Work place stress is a very common occurrence today that can take its toll in lost productivity, money, and health if measures are not taken by individuals to cope with it effectively. More than one-third of working Americans experience chronic work stress with many organizations they work for not being able to provide adequate help for them in the form of employee assistance programs and the like.
Common Causes of Work Place Stress
Below are some common factors that can contribute to work place stress.
- Low pay
- Conflict with co-workers
- Little opportunity for advancement
- Little control over job decisions
- Feeling your work doesn’t matter
These stressors can take a toll on the mind and body and cause a number of different health problems including:
- Sleep difficulties
- Changes in eating habits (i.e. eating too much or too little)
- Stomach issues
- Difficulty Concentrating
- Short Temper
- Lowered immune system
How to Manage Your Stress
Taking a dual approach to managing your stress at work can do wonders in keeping negative stress at bay. First, recognize that stress begins in the mind and it’s our perception of events that causes the stress in the first place. Avoid “catastrophizing” or “awfulizing” petty situations. For example, thinking a small argument with a coworker is the end of the world and that forgiveness is not possible is one scenario that comes to mind.

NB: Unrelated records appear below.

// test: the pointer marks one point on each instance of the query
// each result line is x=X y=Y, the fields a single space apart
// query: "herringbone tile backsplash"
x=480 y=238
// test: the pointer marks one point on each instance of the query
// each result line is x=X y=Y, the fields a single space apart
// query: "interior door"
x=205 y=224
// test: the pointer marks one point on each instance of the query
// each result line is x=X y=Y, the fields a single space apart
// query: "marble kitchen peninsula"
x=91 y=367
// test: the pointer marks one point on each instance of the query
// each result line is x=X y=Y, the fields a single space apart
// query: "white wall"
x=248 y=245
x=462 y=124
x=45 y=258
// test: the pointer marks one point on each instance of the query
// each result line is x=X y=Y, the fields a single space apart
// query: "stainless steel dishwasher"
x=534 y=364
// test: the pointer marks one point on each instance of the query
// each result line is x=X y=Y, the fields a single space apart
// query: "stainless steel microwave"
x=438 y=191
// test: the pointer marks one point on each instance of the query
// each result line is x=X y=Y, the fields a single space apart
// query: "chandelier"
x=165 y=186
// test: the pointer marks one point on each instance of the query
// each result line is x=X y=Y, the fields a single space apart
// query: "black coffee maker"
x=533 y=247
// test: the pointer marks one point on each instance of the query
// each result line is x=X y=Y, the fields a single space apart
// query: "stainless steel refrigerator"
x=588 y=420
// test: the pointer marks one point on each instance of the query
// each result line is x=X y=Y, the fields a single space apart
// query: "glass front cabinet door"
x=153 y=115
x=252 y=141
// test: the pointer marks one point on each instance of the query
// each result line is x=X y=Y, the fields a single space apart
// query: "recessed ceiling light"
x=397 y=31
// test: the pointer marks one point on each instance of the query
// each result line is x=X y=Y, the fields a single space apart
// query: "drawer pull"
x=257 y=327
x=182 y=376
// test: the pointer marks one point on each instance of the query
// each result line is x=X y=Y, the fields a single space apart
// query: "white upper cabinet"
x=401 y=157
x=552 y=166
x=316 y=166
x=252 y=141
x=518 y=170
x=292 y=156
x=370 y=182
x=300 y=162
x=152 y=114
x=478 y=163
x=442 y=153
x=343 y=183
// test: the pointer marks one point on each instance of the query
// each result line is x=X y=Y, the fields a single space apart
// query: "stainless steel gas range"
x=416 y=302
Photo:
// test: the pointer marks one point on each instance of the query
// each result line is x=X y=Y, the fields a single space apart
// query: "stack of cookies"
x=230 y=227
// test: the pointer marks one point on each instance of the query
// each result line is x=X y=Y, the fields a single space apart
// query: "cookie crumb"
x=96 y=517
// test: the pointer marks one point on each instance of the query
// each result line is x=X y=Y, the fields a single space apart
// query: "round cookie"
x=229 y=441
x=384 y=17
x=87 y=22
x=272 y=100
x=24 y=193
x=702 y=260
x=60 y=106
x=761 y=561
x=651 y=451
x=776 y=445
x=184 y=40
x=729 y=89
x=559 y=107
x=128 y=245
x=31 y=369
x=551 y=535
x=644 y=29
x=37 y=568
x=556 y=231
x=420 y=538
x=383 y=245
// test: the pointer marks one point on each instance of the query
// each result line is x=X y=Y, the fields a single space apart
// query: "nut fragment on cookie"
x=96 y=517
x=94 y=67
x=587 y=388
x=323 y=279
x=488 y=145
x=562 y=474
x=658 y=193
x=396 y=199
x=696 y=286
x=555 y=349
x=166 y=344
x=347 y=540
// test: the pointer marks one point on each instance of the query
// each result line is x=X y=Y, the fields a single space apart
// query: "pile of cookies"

It’s very easy to feel like you’re getting to a breaking point when small stressors like this continually chip away at your peace and serenity. It’s usually these “mental traps” that compound over time and small instances like this can add up to and cause the above-mentioned physical problems and bigger health challenges down the road. Changing your perception of stressful events can nullify these little episodes of stress or at least make them insignificant enough not to cause undue stress.
Secondly, be proactive in your approach to work stress. Getting into a meditation group or scheduling a weekly massage can do wonders in bringing down your stress level. Other techniques such as self-hypnotizing and visualization for relaxation can have a carry-over effect for keeping you more calm throughout the day. Neuro-linguistic programming can also help cut down on stress. This is an entire field in itself and uses “patterns” of visualization to change your perception of stressful events, in addition to other uses of the technology. You can get information on all these techniques at your local library or a book store to learn how to do these techniques correctly. It’s also important to practice these exercises on a regular basis to get the full benefit. Twenty minutes a day alone in a room is sufficient to get the full stress-reducing benefit.
The key here is to do something every day to combat the negative stress in your job. I’ve heard it said that if you’re not satisfied with or simply don’t like your job, you’ve got two choices: either quit your job or change the way you feel about it. In most cases, quitting is not an option, so the above tips can help in making it more bearable and/or peaceful without ruining your health.